NAPOLI - Ci fermiamo o no? Un altro week end di follia sui campi campani\con episodi di guerriglia. Se per Afro-Frattese c’è stato un post gara drammatico con lancio di bombe carta ad altezza uomo in mezzo a donne e bambini, Montecalvario-Lokomotiv Flegrea è stata una battaglia dove è andato di scena il peggio, mentre tutto da chiarire a Barra dove l’Atletico Sorrento accusa lo Sporting Campania di aggressioni, con il team napoletano che smentisce, ma con i sorrentini che si ritirano chiedendo la sospensione dei campionati in una vicenda dai contorni tutti da definire. Il limite si è già toccato, siamo ormai andati oltre rendendoci famosi sulle colonne dei maggiori quotidiani nazionali. Il nostro calcio è malato, non dobbiamo lamentarci se gli stadi vengono chiusi o se il prefetto prende provvedimenti: questo calcio non merita fiducia. Stiamo distruggendo lo sport più bello del mondo, quello per cui tantissimi bambini si avvicinano sognando un gol e quello per cui migliaia di persone restano incollate ad una fede che tramandano negli anni. Servono provvedimenti forti, adesso è il tempo di agire cercando di distendere il clima ma allo stesso tempo dando pene certe.
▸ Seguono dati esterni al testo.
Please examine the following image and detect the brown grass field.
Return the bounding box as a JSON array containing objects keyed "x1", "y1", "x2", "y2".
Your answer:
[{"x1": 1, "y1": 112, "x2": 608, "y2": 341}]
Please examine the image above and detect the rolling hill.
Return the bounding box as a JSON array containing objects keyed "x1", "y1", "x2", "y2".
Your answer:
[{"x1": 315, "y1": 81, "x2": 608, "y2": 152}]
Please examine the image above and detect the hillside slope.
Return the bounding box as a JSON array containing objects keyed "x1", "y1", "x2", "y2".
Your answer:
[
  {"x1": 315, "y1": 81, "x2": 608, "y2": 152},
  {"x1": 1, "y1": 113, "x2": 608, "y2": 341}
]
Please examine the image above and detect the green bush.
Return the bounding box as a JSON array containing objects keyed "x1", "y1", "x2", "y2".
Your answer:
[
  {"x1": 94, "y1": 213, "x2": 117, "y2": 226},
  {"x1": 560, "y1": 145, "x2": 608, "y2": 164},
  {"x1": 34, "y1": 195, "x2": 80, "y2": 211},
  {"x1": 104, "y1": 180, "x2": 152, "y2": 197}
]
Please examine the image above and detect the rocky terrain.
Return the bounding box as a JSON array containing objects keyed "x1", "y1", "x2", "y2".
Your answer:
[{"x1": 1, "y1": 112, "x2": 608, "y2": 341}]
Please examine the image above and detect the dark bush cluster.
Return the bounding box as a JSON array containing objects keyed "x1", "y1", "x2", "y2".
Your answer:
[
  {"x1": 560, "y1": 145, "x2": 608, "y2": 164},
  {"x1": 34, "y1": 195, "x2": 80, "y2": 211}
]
La fuga dagli stadi, l’isolamento in cui rischiamo di trovarci è pericoloso, bisogna in primis ripulire l’ambiente, oggi i nostri stadi non sono per donne e bambini, si ha paura nel portarli in un luogo dove regna l’incertezza e dove gli animi si surriscaldano in un momento. E mentre il povero Andrea Gismondi perdeva la battaglia con la vita per colpa di un maledetto incidente stradale, sui nostri campi onoravamo la sua memoria nel peggiore modo possibile. E non c’è redenzione ma accuse, il clima di rabbia continua a regnare in una anarchia che sembra aver preso piede. Dove vogliamo arrivare? Che futuro per il nostro calcio? Cosa altro dobbiamo aspettarci? Violenza, teppismo, odio, mancanza di rispetto e partite che sembrano disputarsi su un ring. Non è questo il nostro calcio, di appelli ne abbiamo lanciati ma si spegne un focolaio da un lato e si apre una voragine dall’altro. Forse è il caso di fermarsi seriamente, le parole servono a poco, è tempo di agire, tutti insieme per non rischiare di morire.